Though COVID-19 vaccine has proven its efficiency, many still remain hesitant due to potential side effects. Side effects include the majority reporting mild to moderate symptoms, such as fever and fatigue, but these symptoms generally would not cause long-term conditions, though rare cases of severe symptoms or potential death are possible. We will use machine learning to build a model that helps people in the general public make a decision on as well as healthcare providers to recommend whether or not someone should take the vaccine and how severe their case might be (chance of death) if they suffer an adverse reaction of whether to take the vaccine or not by predicting a person's chance of death from taking the vaccine given indicating factors, such as age and gender.
There are a couple of reasons why we want to tackle the challenge of vaccine hesitancy through this project. The first is that a large enough portion of the population is hesitant to get the vaccine because herd immunity is far from achievable at the current level. Specifically, only about 83% of Americans have received at least one dose while only 71% is fully vaccinated. According to the Mayo Clinic, “94% of the population must be immune to interrupt the chain of transmission” of COVID-19, a highly optimistic goal at this rate. The second reason why we chose this issue is due to new developments in COVID-19 and the fight against it. This includes the fact that the FDA has authorized the vaccine even for children under the age of 5, a fourth dose expected to be available to all Americans very soon, and COVID cases recently rising due to the raging BA 5 variant. These developments give lots of opportunities for misinformation to expand beyond what has already been spread.

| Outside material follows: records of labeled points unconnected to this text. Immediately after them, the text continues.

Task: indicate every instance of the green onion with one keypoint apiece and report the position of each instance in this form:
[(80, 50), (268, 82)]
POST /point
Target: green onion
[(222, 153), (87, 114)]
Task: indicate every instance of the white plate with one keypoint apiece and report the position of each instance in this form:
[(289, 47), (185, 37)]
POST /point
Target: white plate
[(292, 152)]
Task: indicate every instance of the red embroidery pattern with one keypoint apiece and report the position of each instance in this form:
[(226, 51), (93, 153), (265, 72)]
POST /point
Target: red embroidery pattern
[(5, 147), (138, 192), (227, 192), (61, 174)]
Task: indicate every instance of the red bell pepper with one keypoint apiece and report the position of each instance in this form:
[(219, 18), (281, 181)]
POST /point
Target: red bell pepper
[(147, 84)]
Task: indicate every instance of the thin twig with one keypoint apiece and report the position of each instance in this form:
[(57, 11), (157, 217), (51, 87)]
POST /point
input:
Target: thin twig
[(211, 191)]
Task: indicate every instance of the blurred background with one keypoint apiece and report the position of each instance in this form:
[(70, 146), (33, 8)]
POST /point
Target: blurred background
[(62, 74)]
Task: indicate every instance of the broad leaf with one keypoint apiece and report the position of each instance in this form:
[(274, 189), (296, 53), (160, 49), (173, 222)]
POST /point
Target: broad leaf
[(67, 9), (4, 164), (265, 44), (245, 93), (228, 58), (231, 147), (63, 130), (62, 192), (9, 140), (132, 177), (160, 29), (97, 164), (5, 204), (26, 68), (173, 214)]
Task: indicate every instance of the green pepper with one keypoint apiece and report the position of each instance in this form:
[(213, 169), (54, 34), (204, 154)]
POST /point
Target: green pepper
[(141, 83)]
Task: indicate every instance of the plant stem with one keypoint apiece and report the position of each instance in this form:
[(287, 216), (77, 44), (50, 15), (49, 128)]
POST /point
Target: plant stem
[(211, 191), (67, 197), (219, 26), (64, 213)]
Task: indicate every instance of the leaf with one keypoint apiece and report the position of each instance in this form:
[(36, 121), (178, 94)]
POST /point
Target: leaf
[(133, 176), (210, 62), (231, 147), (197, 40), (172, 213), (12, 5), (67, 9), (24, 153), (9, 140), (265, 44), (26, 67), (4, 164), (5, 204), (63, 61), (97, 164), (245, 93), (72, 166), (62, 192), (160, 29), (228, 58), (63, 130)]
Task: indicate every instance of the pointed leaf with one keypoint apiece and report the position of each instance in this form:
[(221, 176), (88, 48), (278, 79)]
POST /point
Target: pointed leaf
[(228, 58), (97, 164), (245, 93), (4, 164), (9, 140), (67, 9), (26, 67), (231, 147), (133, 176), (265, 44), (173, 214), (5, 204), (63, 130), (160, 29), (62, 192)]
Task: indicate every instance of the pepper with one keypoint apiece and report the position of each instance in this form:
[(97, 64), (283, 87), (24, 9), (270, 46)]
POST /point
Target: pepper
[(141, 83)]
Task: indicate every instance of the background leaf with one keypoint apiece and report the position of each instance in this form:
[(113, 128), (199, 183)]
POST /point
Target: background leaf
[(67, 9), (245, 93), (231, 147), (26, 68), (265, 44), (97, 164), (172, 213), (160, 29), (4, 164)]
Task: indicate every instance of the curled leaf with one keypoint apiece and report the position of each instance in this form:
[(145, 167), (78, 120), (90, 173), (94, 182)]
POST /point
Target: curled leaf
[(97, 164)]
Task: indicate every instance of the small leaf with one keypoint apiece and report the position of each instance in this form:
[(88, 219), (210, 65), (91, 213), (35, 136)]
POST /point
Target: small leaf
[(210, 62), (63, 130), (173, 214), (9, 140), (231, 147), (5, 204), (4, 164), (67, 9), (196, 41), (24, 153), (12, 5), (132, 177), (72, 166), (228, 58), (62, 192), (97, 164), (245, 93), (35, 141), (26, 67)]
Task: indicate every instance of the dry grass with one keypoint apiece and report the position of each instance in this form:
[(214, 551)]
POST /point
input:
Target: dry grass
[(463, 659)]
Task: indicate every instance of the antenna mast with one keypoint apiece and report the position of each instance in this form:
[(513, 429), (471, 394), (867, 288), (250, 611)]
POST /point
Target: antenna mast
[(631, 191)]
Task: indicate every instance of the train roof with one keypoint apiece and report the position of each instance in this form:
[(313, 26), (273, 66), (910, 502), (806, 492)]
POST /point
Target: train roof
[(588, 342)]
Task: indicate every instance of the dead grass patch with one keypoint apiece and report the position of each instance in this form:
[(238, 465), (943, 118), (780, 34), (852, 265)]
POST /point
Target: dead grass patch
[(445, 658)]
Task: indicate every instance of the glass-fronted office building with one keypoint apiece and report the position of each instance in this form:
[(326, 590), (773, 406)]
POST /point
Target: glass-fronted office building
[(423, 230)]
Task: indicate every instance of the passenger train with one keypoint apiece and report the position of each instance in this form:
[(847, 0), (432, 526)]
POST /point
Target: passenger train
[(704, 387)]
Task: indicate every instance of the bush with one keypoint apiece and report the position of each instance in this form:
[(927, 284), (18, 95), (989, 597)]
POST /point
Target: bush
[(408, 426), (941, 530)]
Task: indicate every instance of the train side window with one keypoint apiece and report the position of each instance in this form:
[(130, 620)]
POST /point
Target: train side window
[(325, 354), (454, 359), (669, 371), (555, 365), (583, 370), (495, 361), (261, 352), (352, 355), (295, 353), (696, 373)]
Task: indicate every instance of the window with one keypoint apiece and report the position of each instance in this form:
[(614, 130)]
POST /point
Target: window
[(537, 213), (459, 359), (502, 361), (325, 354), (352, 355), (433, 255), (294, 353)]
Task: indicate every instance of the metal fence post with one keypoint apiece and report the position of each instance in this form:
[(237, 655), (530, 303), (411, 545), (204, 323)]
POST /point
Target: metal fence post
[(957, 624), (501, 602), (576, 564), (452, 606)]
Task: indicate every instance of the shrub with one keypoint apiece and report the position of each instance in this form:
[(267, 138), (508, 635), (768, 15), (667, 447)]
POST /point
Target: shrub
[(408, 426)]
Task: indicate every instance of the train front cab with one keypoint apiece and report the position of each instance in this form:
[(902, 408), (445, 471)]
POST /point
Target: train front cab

We have decided to use the Vaccine Adverse Event Reporting System (VAERS) dataset compiled by the Department of Health and Human Services. It consists of over 34,000 reported incidents of adverse reactions to various vaccines, among them the COVID-19 vaccine.
A major problem with this dataset, however, is that its formatting is inconsistent as data is frequently missing from some cells or structure of data across rows and columns varies from cell to cell. For example, symptom and allergy reporting does not have a consistent delimiter, and these may be important features in predicting someone's risk of death or other adverse effects from taking the COVID vaccine. Also, our target variable, whether or not someone died, has a lot of missing rows (empty, marked N/A, or equivalent), so this limits the amount of data that we can work with as well as the balance of our data. This is likely due to the fact the dataset is a compilation of adverse event reporting from people across the United States and consistency would be very hard to enforce among such a large population.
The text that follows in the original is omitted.